The auto came to rest in a small village about 30 minutes later, and it was clear that this was not my destination. I asked the driver where he had taken me, and though my Telugu was a little rusty, he told me he had brought me the wrong way and tried to extort me to take me to my real destination. Luckily, the patient had recognized me and offered to bring me the right way. At the time, I thought he too was trying to scam me, but I had no choice but to follow him.
The old man took me on a series of buses that eventually brought me to my original destination: Madinapalli. The city acts as a hub for this rural area in Andhra Pradesh. Autos zip through the streets that teem with shops, peddlers, and beggars. As I boarded the bus, I couldn't help but think that the age-old Indian tradition of karma was at work. Even a mere association with the doctor who helped this man was enough for him to pay it forward. I thanked the man and handed him an unsolicited cash reward. However, my troubles were not yet over.
This bus was also overcrowded and a middle-aged businessman was forced to sit next to me. He asked me if I was, "Amreekan" and I nodded. A look of glee shot across the man's face. He informed me that he liked to make sure Indian Americans were aware of their heritage.

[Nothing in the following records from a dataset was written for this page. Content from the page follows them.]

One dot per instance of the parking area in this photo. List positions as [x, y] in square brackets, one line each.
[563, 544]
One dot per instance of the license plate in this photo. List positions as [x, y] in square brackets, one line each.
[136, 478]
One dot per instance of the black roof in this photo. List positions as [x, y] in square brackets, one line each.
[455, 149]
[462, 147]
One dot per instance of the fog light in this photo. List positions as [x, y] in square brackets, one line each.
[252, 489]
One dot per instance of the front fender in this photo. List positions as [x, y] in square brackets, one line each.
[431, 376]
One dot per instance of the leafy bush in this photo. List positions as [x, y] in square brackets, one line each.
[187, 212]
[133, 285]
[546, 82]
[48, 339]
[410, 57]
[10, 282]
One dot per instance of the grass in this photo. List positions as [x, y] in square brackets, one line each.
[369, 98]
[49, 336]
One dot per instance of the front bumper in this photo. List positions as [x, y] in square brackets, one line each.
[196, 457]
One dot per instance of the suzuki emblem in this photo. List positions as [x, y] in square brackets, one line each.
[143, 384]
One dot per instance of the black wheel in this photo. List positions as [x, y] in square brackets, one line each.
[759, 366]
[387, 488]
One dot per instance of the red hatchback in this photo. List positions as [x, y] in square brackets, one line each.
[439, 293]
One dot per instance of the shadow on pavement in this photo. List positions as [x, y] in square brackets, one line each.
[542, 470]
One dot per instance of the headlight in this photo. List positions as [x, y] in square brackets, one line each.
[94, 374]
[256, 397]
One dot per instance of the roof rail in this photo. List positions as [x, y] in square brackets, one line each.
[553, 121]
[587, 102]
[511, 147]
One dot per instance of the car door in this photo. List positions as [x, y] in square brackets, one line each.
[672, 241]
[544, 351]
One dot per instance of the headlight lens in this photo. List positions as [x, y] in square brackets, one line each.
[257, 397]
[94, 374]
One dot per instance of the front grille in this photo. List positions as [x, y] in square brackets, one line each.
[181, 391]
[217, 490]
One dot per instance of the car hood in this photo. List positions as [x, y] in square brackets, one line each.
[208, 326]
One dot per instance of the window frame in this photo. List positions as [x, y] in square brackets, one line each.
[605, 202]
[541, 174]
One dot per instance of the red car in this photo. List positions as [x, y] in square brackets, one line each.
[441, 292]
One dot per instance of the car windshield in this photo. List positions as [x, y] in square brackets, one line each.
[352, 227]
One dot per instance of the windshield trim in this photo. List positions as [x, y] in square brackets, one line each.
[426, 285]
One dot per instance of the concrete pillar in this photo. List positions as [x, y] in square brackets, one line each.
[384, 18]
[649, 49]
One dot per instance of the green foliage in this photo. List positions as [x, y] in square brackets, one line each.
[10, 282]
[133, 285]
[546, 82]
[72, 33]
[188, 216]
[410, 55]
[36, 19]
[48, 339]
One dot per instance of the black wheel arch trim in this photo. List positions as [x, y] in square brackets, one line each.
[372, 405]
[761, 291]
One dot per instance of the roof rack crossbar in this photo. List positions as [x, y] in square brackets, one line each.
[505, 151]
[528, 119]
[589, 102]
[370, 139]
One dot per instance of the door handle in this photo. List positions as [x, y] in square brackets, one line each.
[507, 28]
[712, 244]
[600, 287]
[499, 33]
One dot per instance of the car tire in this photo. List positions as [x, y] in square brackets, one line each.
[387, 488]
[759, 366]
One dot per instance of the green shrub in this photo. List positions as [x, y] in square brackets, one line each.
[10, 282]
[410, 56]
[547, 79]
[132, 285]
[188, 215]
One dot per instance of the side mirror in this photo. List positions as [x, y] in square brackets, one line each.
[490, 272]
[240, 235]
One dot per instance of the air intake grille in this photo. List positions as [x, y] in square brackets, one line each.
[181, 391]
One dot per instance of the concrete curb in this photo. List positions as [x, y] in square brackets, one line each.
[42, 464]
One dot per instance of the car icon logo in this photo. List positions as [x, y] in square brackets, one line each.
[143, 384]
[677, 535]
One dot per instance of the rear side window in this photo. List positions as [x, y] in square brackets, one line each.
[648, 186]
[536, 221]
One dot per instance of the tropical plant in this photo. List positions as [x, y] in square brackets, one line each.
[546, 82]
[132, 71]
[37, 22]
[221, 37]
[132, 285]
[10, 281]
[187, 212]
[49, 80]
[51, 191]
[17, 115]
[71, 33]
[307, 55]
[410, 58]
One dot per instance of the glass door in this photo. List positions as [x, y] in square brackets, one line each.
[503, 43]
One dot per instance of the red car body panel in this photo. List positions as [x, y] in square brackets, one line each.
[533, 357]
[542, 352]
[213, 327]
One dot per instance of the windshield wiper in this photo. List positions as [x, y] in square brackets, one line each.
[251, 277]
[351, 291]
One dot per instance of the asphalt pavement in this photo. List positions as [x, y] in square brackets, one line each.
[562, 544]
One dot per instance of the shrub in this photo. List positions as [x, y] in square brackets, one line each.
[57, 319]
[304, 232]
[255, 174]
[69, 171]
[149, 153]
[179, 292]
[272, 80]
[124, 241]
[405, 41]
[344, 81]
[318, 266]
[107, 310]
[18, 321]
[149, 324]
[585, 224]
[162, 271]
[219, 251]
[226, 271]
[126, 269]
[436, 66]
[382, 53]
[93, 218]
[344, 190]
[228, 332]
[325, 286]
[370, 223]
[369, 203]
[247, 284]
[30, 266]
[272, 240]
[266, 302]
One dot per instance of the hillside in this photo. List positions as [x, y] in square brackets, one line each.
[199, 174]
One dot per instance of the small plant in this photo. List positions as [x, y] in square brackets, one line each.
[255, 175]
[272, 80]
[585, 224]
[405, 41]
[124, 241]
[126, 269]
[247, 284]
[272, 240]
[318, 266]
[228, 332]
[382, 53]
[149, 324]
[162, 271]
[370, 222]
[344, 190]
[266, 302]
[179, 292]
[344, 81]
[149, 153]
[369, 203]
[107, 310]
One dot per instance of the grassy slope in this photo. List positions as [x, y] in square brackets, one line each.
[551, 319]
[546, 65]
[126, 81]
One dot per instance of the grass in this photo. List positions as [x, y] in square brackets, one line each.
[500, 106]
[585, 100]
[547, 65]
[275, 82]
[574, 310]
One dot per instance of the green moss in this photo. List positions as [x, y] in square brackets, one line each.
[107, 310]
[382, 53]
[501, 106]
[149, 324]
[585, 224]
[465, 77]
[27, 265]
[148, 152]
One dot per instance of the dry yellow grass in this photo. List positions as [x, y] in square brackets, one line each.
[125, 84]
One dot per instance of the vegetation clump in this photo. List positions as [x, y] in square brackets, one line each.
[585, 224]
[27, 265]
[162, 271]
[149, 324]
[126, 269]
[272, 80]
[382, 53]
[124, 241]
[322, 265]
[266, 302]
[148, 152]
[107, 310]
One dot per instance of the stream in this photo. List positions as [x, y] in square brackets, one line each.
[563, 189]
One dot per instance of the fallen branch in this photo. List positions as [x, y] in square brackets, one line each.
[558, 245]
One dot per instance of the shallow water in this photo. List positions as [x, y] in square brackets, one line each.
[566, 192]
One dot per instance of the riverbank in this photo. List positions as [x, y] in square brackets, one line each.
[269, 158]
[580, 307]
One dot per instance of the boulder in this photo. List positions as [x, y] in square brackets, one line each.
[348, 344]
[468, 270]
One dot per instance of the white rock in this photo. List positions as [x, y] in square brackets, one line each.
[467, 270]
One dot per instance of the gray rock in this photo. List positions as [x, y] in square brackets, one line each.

A shot of horror shot across my face as he commenced a three hour-long lecture on all things Indian: from yoga to Ayurvedic treatments to Hindu rituals. I answered his questions because I was trapped. As it turns out, I learned some interesting "facts" such as how the Europeans forgot to add a descending scale to their music until the Indians taught them, and how Americans would die out in 100 years if they insisted on living in sin and avoiding marriage. Though my Bus Guru was more of a pest than preacher, I can't help but look back upon the memory with fondness. Compared with the Boston T rides I had taken just weeks earlier, where if you so much as look at somebody funny you invite trouble, this trip was far friendlier.
I arrived in Bangalore and bid farewell to my Bus Guru, found an auto and clambered in. He refused to take me to my destination, and left me three blocks away so he could chat with his friends. I walked the remainder of the distance, and collapsed in my grandparents' home, five hours after I had left. Two days later, they asked me to find the bust that would take me back to Rishi Valley. Despite my stories of horror, my grandfather retained his love of public transportation that borders on the romantic. I politely informed him I would take a cab.